Trent Ziegler: Hey, Jed, this is Trent. I’ll hit on economics on the Win Card. I guess what I’d say is, the way that that’s going to work, obviously we disclosed that we are doing that in partnership with upgrade one of our partners. They will be managing all the balance sheet risk and the credit scoring etcetera. We will get a substantial bounty for every car that we originate through our platform as well as ongoing share of the interchange. But I guess as it relates to the financial impact of that, we obviously think it’s positive and it will be a contributor this year. But that is more than anything else as much about — it is the first of many features that we think are differentiated and will help us continue to evolve the value prop for MyLendingTree and for our members and continue to drive engagement as we move forward.
So expect more of these things as we progress throughout the year and I would argue that that’s — that piece of it is as important, if not more important than the financial impact that we expect to see near term.
Douglas Lebda: Yeah, and the only thing I would add to that is if you think about a normal credit card bounty in the industry, then you could apply a higher conversion rates to it, your unit economics should be higher. We believe we can actually market this as a separate channel and proposition and again it’s part of the MyLendingTree. It is part of being — part of MyLendingTree, the 2% cash back which I referred to is unlocked when you’re logging into MyLendingTree once a month where you’re going to be seeing action that you can take to improve your financial life. And we think that’ll really help MyLendingTree in total.
Jed Kelly: Thanks. And just a follow up to Scott’s comments about higher traffic. Insurance segment did have I think 38% VMM margins. I mean is that the right way to look at the business in 2023 that you’re going to have VMM margins above mid 30s?

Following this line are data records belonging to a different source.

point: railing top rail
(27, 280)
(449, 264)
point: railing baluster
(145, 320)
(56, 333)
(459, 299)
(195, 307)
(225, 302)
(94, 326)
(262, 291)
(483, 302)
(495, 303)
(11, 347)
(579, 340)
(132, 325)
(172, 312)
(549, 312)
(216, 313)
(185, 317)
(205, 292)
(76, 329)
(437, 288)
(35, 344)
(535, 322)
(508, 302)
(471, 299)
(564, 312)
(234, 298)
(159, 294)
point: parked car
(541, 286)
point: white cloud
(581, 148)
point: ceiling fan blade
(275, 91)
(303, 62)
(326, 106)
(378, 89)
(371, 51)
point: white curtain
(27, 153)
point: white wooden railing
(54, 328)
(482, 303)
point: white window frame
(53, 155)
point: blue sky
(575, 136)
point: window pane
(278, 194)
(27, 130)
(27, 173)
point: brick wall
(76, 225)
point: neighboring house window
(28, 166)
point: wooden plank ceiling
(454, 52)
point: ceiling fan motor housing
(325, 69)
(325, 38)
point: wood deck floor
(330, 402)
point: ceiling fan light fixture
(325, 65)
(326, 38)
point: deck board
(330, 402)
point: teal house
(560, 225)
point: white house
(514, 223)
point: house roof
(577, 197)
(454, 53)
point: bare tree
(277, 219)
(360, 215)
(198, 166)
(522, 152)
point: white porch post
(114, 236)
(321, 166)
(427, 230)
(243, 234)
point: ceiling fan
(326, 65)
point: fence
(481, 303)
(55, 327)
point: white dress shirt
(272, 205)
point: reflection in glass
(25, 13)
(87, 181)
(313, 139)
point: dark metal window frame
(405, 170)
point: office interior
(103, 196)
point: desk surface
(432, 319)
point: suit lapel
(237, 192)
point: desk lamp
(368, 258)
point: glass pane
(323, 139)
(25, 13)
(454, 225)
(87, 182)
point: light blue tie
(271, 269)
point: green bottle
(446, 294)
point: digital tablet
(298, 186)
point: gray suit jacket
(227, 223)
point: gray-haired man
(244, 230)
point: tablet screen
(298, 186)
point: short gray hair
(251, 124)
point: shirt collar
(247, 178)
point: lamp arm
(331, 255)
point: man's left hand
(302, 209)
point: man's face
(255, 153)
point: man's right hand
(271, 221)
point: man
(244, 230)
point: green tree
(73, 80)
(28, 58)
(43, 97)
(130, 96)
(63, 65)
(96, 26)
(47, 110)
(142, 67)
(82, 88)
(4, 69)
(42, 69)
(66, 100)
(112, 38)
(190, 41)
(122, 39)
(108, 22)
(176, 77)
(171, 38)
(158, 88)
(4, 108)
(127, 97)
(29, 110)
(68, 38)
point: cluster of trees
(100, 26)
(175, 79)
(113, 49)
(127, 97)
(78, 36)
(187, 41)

Scott Peyree: Yeah, I would say as we look at 2023, we would like to keep those margins in the mid to high 30s. When the entire industry starts getting more aggressive and I’m talking about from the carrier standpoint, when everyone’s back in, and playing then you may start growing a little higher fruit on the tree where you’re trying to get revenue at lower margins. But honestly in a lot of scenarios right now that revenue isn’t always the highest quality traffic and you have to run it at lower margins and the carriers in today’s market aren’t really begging for it. So we’re not trying to force it down the throats, so to speak. So mid to high 30s forever, like if you get into serious like top in revenue growth mode or like all the carriers start getting really aggressive that might change, but I don’t foresee that in the next six to nine months.
Jed Kelly: Thanks.
Douglas Lebda: And Jed based on Scott’s commentary, I’d say implied in our full year guide is pretty modest revenue growth based on what we’re seeing today. Sort of in the mid-single-digit percent range, but we do assume that those margins hold in kind of the mid to high 30s. Obviously that can evolve as the market evolves throughout the year, but that’s our baseline expectation.
Jed Kelly: Thank you.
Operator: Please stand by for our next question. Our next question comes from Chris Kennedy with William Blair. Your line is now open.
Christopher Kennedy: Good morning and thank you for taking the questions. Can you give us an update on your advertising initiatives that you started last year and kind of what your plans are going forward?